Send Logs Using the OpenTelemetry Collector

This guide details how to send logs to Honeycomb using the OpenTelemetry Collector.

Using the OpenTelemetry Collector as a Logging Agent 

The OpenTelemetry Collector supports a wide variety of logs sources and formats, and can be used as a drop-in replacement for many logging agents. It works by configuring a logs source, structuring all logs collected, optionally transforming the logs to add/remove/update any fields, and then sending the logs to Honeycomb.

The OpenTelemetry Collector translates any log it collects into the OpenTelemetry Log format, which is a structured log that wraps the bodies of existing logs and optionally correlates them with traces.

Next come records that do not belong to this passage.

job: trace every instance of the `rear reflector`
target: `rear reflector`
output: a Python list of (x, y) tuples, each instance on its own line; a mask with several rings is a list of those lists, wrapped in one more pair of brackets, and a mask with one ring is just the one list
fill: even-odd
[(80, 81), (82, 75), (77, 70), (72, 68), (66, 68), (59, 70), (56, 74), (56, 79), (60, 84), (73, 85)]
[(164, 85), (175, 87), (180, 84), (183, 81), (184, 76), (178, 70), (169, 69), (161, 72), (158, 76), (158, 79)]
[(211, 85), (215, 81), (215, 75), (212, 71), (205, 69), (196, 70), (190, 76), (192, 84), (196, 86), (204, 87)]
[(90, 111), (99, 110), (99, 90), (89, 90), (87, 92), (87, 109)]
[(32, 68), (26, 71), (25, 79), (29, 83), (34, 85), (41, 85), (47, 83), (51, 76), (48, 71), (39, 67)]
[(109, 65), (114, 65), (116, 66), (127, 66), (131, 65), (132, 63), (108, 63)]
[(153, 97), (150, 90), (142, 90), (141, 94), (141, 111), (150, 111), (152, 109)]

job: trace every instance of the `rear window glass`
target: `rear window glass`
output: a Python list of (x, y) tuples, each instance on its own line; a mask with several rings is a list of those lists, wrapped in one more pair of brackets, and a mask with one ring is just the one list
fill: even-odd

Having logs in the OpenTelemetry Logs format enables you to centrally process log data along with traces and metrics within the OpenTelemetry Collector.

Use a Receiver to Collect Logs 

The OpenTelemetry Collector supports a large number of receivers that can be used to collect logs from a variety of sources.

Setup 

  1. Make sure you’re using the Collector Contrib distribution of the OpenTelemetry Collector, which contains contributions that are not part of the core repository and core distribution of the OpenTelemetry Collector.
  2. Prepare your collector configuration file by adding the following boilerplate:
receivers:
  # Add your receiver here
  # ...

processors:
  batch:
  # Add any additional processors here
  # ...

exporters:
  otlp/logs:
    endpoint: "api.honeycomb.io:443"
    headers:
      "x-honeycomb-team": "YOUR_API_KEY"
      "x-honeycomb-dataset": "YOUR_LOGS_DATASET_NAME"

service:
  pipelines:
    logs:
      receivers: [receiver1,receiver2,etc]
      processors: [batch]
      exporters: [otlp/logs]
Note
If you are sending OTLP logs from a service with a service.name defined, then the dataset for those logs will be the name of the service, and the x-honeycomb-dataset header will not be used.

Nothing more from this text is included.